One of the biggest regulations put in place after the 2008 financial crisis is expected to get a major overhaul.
Wall Street regulators are set to approve an update to the Volcker Rule, a section of the Dodd-Frank Wall Street Reform and Consumer Protection Act that prevents banks from using their own funds to make risky, short-term investments. The rule also prohibits banks from purchasing ownership stakes in hedge funds or private equity firms.
The Office of the Comptroller of the Currency approved the rewrite on Tuesday, and the Federal Deposit Insurance Corp. is also expected to agree to the changes, according to Bloomberg. The updated rule, dubbed “Volcker 2.0,” is expected to simplify which types of trading and short-term investments banks can make with their own funds.

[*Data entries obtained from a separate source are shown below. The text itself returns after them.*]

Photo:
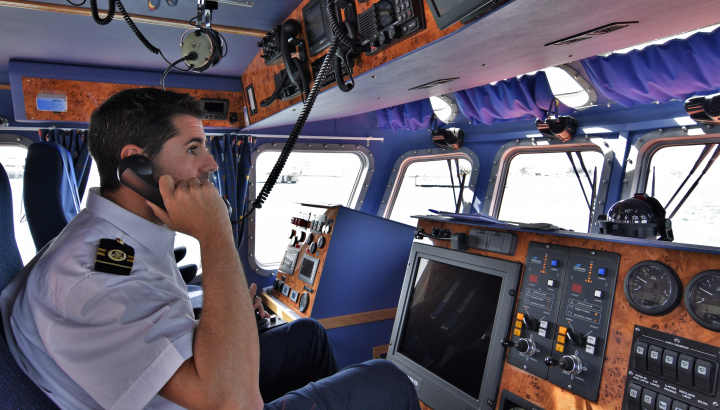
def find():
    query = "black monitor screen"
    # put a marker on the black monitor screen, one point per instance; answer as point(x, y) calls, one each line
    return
point(314, 25)
point(449, 323)
point(443, 6)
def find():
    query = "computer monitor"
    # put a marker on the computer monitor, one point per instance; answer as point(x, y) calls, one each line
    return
point(448, 12)
point(317, 26)
point(454, 309)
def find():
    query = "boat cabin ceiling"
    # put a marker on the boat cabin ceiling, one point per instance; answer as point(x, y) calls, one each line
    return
point(507, 42)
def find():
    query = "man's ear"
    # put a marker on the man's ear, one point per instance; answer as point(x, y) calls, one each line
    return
point(130, 149)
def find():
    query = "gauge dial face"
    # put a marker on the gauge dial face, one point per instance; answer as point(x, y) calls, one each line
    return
point(703, 299)
point(652, 288)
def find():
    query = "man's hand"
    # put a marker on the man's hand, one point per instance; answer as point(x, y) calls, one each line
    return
point(257, 302)
point(192, 207)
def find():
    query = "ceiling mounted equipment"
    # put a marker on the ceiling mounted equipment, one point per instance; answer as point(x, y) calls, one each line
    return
point(432, 84)
point(608, 28)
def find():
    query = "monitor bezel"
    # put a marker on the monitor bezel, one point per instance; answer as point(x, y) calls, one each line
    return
point(464, 12)
point(431, 389)
point(323, 41)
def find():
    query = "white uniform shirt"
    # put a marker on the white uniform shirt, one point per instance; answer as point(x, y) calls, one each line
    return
point(95, 340)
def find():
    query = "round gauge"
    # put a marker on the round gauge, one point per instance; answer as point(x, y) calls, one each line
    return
point(652, 288)
point(702, 299)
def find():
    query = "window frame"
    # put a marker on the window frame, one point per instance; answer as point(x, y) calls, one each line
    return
point(362, 182)
point(509, 150)
point(16, 140)
point(420, 155)
point(637, 167)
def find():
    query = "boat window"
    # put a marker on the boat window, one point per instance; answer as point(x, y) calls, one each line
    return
point(552, 187)
point(565, 88)
point(432, 184)
point(670, 171)
point(12, 158)
point(325, 178)
point(664, 40)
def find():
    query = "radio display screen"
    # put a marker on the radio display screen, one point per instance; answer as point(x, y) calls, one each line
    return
point(449, 322)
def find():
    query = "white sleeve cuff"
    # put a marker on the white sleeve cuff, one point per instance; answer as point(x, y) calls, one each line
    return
point(157, 374)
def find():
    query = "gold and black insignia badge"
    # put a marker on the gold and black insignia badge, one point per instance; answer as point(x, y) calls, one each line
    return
point(114, 257)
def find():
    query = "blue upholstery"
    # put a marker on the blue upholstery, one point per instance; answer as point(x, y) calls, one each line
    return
point(50, 190)
point(17, 391)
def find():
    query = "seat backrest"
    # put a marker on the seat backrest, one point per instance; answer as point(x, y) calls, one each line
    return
point(17, 391)
point(50, 191)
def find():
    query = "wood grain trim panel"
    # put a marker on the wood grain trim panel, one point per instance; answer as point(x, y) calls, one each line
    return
point(262, 76)
point(84, 96)
point(358, 318)
point(158, 21)
point(612, 384)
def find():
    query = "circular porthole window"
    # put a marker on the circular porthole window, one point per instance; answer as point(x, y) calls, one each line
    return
point(445, 108)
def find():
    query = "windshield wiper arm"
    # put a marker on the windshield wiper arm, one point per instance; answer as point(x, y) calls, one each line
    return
point(697, 181)
point(700, 159)
point(579, 180)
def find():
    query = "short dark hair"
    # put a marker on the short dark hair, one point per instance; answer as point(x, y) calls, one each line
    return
point(140, 116)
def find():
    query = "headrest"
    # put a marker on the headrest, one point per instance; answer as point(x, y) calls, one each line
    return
point(50, 191)
point(10, 261)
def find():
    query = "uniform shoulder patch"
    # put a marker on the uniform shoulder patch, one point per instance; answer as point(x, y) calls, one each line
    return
point(113, 256)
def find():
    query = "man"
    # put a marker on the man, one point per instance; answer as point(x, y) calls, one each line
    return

The new policy will also clarify limits placed on banks’ investments in hedge funds and private equity firms, Bloomberg reported. Volcker 2.0 is largely seen as a response to Wall Street’s complaints that the initial policy was too complex and cumbersome to comply with.
Three other regulators still need to review and approve the update including the Federal Reserve, the Securities and Exchange Commission, and the Commodity Futures Trading Commission. The agencies are expected to introduce more changes to make it easier for banks to identify which types of investing the initial policy was supposed to cover, according to Bloomberg.